4 mars 2008Français21 min

Source vd.ch

Faits

Vu les faits suivants

A.

Andrée Despland et Eliane Fahimi, recourantes, sont toutes

deux propriétaires de la parcelle n° 630 du registre foncier de la

Commune de Rolle. Cette parcelle est construite d'une maison d'habitation devant

laquelle s'étend un long jardin.

La parcelle précitée est bordée sur son flanc

nord-est par la parcelle n° 605, propriété de Jeanne Miauton, Françoise

Schröder et Jean-Daniel Miauton (ci-après: les propriétaires). Elle est

promise-vendue à Alain Faure, Marcel Lanz et Elpidio Domingues (ci-après: les

constructeurs). Elle est actuellement construite d'une maison de type chalet

devant laquelle (sud-est) s'étend une aire de jardin peuplée d'arbres, parmi

lesquels un épicéa, un mélèze et un chamaecyparis réunis en un bosquet de

taille importante proche du centre de la parcelle.
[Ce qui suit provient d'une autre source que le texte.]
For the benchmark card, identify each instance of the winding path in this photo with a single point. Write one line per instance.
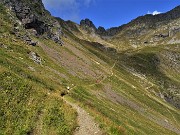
(87, 125)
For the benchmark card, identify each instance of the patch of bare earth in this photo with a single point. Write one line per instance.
(87, 125)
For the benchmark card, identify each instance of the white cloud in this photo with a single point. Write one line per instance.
(154, 12)
(67, 9)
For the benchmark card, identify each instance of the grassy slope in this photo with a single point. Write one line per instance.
(100, 82)
(27, 104)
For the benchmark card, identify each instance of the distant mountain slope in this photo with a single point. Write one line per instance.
(126, 83)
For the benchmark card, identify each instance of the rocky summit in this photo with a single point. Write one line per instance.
(58, 77)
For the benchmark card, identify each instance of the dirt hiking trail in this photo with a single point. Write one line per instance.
(87, 125)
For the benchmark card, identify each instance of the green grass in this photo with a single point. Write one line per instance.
(30, 101)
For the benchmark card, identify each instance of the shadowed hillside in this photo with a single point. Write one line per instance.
(56, 75)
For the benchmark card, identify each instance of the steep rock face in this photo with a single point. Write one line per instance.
(88, 25)
(149, 29)
(33, 15)
(144, 30)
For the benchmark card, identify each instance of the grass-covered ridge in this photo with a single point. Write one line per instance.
(125, 91)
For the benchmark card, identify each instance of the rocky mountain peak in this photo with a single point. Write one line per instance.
(32, 15)
(86, 23)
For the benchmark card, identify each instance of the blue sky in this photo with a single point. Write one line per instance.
(107, 13)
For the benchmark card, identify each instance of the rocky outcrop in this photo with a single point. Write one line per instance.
(33, 15)
(87, 24)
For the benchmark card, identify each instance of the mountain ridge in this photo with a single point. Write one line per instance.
(129, 83)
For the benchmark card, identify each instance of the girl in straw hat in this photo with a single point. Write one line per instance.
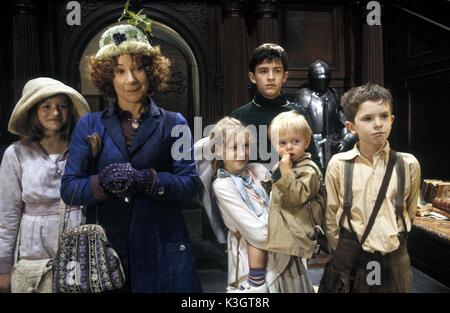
(136, 183)
(31, 171)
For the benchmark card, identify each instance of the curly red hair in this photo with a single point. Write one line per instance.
(156, 66)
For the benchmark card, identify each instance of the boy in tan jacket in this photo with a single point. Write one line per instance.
(372, 196)
(296, 185)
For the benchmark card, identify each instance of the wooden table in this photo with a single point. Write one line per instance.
(429, 248)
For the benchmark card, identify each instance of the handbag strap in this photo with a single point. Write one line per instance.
(62, 215)
(236, 277)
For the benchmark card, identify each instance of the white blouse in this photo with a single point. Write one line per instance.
(30, 200)
(239, 219)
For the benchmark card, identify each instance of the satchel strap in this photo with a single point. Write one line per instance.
(348, 181)
(400, 169)
(381, 194)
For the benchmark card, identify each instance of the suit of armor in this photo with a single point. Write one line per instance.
(327, 118)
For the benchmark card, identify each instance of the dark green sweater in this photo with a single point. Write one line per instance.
(261, 111)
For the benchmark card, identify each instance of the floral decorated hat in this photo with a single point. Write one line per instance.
(127, 38)
(123, 39)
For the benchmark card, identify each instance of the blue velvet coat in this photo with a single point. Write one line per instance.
(149, 232)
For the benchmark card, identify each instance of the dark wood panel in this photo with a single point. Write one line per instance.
(312, 35)
(430, 254)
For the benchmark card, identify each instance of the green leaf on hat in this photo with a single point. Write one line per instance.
(139, 19)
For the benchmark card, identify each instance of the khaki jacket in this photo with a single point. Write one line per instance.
(290, 226)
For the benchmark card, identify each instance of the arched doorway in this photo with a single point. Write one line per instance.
(183, 92)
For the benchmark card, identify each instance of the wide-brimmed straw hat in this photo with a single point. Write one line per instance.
(34, 92)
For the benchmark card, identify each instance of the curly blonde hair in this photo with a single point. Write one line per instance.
(156, 66)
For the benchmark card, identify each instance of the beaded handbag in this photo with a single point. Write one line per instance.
(85, 262)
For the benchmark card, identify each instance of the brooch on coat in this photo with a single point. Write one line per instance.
(95, 142)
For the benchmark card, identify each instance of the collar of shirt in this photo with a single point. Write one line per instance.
(383, 153)
(279, 101)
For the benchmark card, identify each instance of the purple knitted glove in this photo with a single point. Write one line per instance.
(122, 180)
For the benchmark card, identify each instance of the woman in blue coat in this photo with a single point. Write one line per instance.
(122, 168)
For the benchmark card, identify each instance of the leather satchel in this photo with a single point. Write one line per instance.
(85, 262)
(30, 276)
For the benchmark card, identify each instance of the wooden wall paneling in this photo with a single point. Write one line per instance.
(235, 47)
(313, 32)
(214, 107)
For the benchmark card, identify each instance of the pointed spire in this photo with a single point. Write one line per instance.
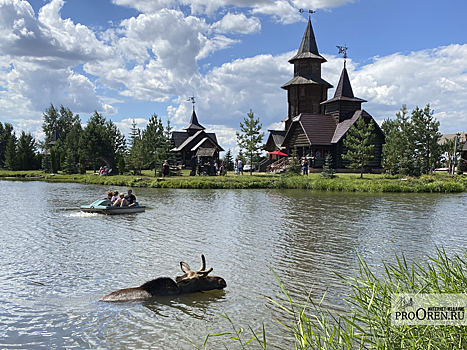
(308, 47)
(344, 89)
(194, 124)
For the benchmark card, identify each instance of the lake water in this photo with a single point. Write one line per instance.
(57, 262)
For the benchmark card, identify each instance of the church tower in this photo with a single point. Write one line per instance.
(343, 105)
(307, 90)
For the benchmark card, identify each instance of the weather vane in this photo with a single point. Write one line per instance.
(343, 49)
(309, 11)
(192, 100)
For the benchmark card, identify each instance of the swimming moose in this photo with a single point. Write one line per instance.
(189, 282)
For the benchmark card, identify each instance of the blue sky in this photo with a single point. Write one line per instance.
(129, 59)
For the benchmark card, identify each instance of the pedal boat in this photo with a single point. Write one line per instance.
(104, 206)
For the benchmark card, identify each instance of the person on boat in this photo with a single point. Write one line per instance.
(121, 202)
(115, 196)
(130, 198)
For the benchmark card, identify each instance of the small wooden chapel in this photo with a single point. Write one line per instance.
(316, 126)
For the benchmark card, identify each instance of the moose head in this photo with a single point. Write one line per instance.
(197, 281)
(189, 282)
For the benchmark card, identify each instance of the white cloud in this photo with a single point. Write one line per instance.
(284, 10)
(437, 76)
(237, 23)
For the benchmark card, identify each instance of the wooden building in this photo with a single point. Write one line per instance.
(316, 126)
(195, 144)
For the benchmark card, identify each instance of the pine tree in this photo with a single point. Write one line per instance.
(5, 135)
(46, 164)
(95, 139)
(26, 149)
(359, 144)
(228, 158)
(250, 138)
(69, 166)
(12, 160)
(154, 142)
(328, 171)
(426, 137)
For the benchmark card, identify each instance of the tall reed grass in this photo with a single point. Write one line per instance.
(367, 323)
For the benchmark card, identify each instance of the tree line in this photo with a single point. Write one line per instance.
(69, 147)
(412, 143)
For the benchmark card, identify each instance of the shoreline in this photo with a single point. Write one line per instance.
(344, 182)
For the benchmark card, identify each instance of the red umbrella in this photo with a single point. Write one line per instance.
(278, 153)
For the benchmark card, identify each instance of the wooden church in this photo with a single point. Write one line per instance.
(316, 126)
(194, 144)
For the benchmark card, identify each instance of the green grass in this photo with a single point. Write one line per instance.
(345, 182)
(367, 324)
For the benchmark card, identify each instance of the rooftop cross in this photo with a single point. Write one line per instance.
(192, 99)
(309, 11)
(343, 49)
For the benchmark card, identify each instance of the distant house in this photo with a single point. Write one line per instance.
(195, 142)
(316, 126)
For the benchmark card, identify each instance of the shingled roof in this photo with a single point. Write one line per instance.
(318, 128)
(308, 47)
(299, 80)
(344, 90)
(345, 125)
(194, 124)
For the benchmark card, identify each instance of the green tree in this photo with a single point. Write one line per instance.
(117, 141)
(11, 154)
(328, 171)
(50, 124)
(95, 141)
(72, 140)
(137, 155)
(250, 138)
(155, 142)
(359, 144)
(228, 158)
(27, 151)
(5, 135)
(121, 165)
(46, 163)
(426, 138)
(59, 120)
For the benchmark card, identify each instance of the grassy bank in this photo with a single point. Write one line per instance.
(367, 324)
(439, 183)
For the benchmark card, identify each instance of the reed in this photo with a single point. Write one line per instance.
(367, 324)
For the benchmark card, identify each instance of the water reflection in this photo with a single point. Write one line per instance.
(57, 262)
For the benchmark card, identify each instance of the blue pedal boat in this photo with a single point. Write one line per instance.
(104, 206)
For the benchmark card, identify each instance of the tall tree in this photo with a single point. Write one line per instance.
(72, 140)
(426, 137)
(26, 151)
(117, 140)
(5, 134)
(250, 138)
(154, 142)
(137, 155)
(11, 154)
(228, 158)
(359, 142)
(95, 141)
(50, 124)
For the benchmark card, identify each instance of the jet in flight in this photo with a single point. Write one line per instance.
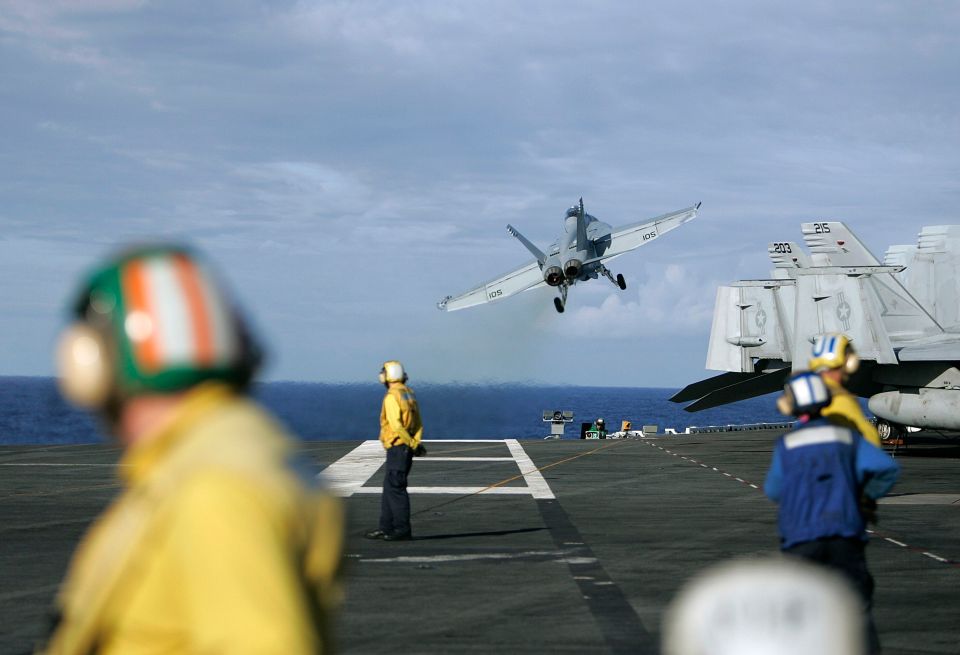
(579, 254)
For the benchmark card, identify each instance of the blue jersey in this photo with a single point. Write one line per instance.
(818, 474)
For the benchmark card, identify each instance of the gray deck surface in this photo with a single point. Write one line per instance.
(588, 572)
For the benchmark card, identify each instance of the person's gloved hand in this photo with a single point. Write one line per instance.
(868, 509)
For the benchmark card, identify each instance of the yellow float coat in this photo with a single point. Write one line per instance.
(400, 417)
(218, 544)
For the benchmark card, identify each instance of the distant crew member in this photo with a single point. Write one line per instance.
(600, 427)
(400, 434)
(823, 475)
(220, 541)
(834, 358)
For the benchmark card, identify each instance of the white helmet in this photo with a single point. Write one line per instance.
(392, 371)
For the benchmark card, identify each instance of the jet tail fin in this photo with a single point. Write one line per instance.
(581, 228)
(838, 244)
(787, 254)
(541, 257)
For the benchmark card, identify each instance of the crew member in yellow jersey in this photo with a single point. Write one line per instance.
(400, 434)
(835, 359)
(220, 541)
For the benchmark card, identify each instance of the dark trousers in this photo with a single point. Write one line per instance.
(847, 556)
(394, 501)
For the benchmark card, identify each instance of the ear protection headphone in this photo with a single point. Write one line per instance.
(785, 403)
(392, 371)
(152, 320)
(812, 392)
(84, 365)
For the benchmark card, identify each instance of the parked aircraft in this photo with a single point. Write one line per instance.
(579, 254)
(902, 315)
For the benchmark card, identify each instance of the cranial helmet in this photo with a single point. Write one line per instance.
(152, 320)
(833, 351)
(804, 393)
(392, 371)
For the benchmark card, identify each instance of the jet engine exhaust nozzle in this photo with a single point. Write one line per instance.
(572, 267)
(553, 276)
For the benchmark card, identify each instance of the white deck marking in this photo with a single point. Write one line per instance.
(538, 486)
(349, 474)
(464, 491)
(431, 458)
(467, 557)
(72, 465)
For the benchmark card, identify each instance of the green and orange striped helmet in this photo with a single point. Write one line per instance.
(169, 323)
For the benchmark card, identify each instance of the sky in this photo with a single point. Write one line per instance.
(345, 165)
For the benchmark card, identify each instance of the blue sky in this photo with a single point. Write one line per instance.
(347, 164)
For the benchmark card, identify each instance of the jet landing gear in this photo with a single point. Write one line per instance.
(891, 434)
(619, 281)
(561, 302)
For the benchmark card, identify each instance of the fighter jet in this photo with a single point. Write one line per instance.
(579, 254)
(902, 315)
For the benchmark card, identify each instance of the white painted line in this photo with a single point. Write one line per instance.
(430, 458)
(54, 464)
(538, 486)
(490, 441)
(467, 557)
(463, 491)
(349, 473)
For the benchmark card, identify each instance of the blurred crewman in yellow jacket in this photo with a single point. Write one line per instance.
(834, 358)
(221, 541)
(400, 434)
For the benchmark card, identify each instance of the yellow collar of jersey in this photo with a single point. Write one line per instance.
(143, 457)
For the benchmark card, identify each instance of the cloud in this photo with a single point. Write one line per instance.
(674, 300)
(350, 161)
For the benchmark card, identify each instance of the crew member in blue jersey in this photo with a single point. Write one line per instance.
(826, 479)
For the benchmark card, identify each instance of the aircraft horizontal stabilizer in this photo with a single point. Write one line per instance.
(536, 252)
(700, 389)
(751, 386)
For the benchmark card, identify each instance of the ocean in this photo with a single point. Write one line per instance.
(32, 411)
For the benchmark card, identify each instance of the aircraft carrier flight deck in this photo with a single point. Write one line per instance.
(528, 546)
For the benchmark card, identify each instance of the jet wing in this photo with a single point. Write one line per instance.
(940, 348)
(528, 276)
(632, 236)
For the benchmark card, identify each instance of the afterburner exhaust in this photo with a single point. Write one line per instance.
(572, 268)
(553, 276)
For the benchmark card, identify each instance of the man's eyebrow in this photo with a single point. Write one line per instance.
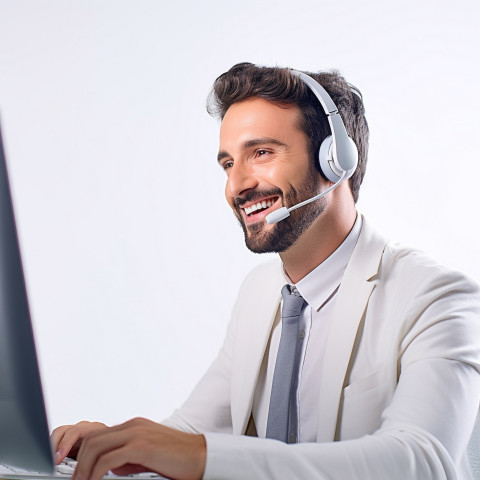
(252, 143)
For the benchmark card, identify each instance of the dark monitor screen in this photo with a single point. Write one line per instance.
(24, 434)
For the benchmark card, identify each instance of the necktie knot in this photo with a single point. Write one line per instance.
(292, 302)
(282, 422)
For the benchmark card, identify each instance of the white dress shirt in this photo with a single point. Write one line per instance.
(318, 289)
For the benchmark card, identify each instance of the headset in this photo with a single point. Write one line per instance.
(338, 154)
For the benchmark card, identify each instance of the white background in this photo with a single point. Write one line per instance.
(132, 256)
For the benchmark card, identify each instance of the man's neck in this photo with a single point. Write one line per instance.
(315, 245)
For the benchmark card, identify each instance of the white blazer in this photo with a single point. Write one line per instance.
(399, 387)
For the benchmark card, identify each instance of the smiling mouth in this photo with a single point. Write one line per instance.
(256, 208)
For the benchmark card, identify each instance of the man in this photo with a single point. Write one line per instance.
(385, 376)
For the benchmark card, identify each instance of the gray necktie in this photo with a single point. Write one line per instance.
(282, 423)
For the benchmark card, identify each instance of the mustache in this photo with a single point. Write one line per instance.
(256, 195)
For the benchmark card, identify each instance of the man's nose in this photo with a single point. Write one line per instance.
(241, 179)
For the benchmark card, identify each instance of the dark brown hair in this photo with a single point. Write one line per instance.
(278, 85)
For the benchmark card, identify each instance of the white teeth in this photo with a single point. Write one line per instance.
(258, 206)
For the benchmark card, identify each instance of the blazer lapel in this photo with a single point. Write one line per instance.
(352, 298)
(256, 318)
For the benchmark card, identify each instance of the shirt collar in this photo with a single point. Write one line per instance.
(321, 283)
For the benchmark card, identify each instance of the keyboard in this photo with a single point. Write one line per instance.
(65, 470)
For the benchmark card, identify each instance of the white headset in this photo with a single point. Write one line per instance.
(338, 154)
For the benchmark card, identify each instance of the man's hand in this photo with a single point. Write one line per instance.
(66, 440)
(138, 445)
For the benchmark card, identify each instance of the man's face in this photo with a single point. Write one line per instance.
(265, 156)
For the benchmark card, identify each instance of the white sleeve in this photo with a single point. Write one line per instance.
(424, 431)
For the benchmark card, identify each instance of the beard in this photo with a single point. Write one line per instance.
(284, 233)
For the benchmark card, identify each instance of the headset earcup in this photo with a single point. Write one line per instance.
(325, 159)
(329, 167)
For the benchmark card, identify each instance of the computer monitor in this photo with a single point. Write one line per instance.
(24, 434)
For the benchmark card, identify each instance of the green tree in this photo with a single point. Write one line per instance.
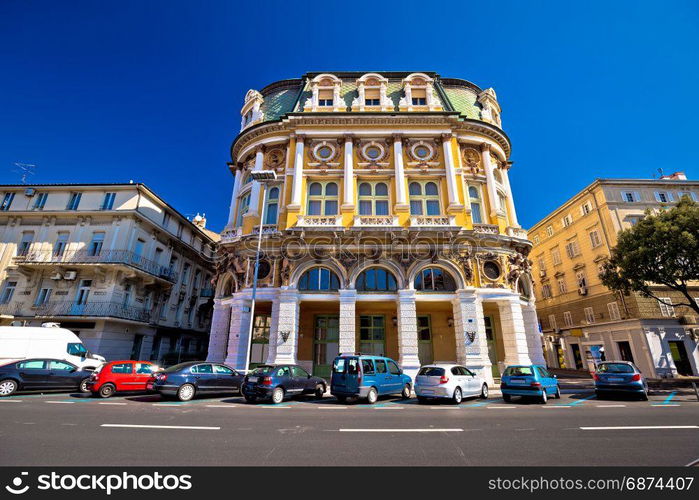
(662, 249)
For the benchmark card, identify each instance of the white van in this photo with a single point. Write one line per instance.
(23, 342)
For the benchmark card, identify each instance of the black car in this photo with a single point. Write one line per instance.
(196, 377)
(277, 381)
(45, 374)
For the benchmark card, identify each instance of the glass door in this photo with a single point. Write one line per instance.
(372, 335)
(326, 345)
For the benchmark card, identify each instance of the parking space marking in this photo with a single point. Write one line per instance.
(188, 427)
(401, 430)
(639, 427)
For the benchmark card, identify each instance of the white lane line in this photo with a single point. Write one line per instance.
(190, 427)
(639, 427)
(401, 430)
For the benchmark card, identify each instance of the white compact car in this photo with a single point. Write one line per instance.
(450, 381)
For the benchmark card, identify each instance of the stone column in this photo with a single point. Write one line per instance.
(401, 195)
(298, 174)
(407, 333)
(514, 336)
(255, 189)
(348, 322)
(239, 332)
(218, 336)
(469, 330)
(348, 195)
(510, 199)
(493, 199)
(287, 326)
(534, 337)
(454, 202)
(234, 197)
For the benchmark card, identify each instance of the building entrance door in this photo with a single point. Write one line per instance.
(325, 343)
(679, 356)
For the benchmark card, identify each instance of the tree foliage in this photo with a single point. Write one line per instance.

Ces deux parcelles sont colloquées en zone de faible

densité selon le règlement communal sur le plan d'affectation et la police des

constructions approuvé par le Conseil d'Etat du canton de Vaud le 6 novembre

1992.

La Commune de Rolle est également régie par un

règlement communal sur la protection des arbres adopté par le chef du

Département de la sécurité et de l'environnement le 13 avril 2000.

B.

Du 10 avril au 10 mai 2007, les propriétaires et les constructeurs

ont mis à l'enquête publique la démolition du chalet situé sur la parcelle n°

605 et la construction de deux villas comprenant chacune deux logements jumelés

identiques. Ces villas, réalisées sur un plan symétrique, doivent prendre place

l'une à côté de l'autre dans la longueur, la villa A occupant la partie est de

la parcelle et la villa B la partie ouest. Les villas sont séparées par une

distance d'un peu plus de 15 mètres. Le projet mis à l'enquête comprend

également l'abattage de trois arbres. Deux de ces arbres (le mélèze et le

chamaecyparis) sont plantés directement sur le périmètre de construction de la

villa A. Le troisième arbre (épicéa) en revanche est situé environ à équidistance

entre les deux périmètres d'implantation des villas A et B.

Le 10 avril 2007, la Commission consultative des

arbres de la Commune de Rolle a informé la municipalité que, dans sa séance du

4 avril 2007, elle s'était déterminée de la façon suivante sur l'abattage des

arbres précités :

"Le chalet présent sur cette parcelle promise-vendu va

être démoli pour permettre la construction de 2 villas jumelles. 1

chamaecyparis, 1 mélèze et 1 épicéa ne peuvent pas être conservés, ils sont

situés au milieu du futur chantier.

La Municipalité peut accorder le droit d'abattage.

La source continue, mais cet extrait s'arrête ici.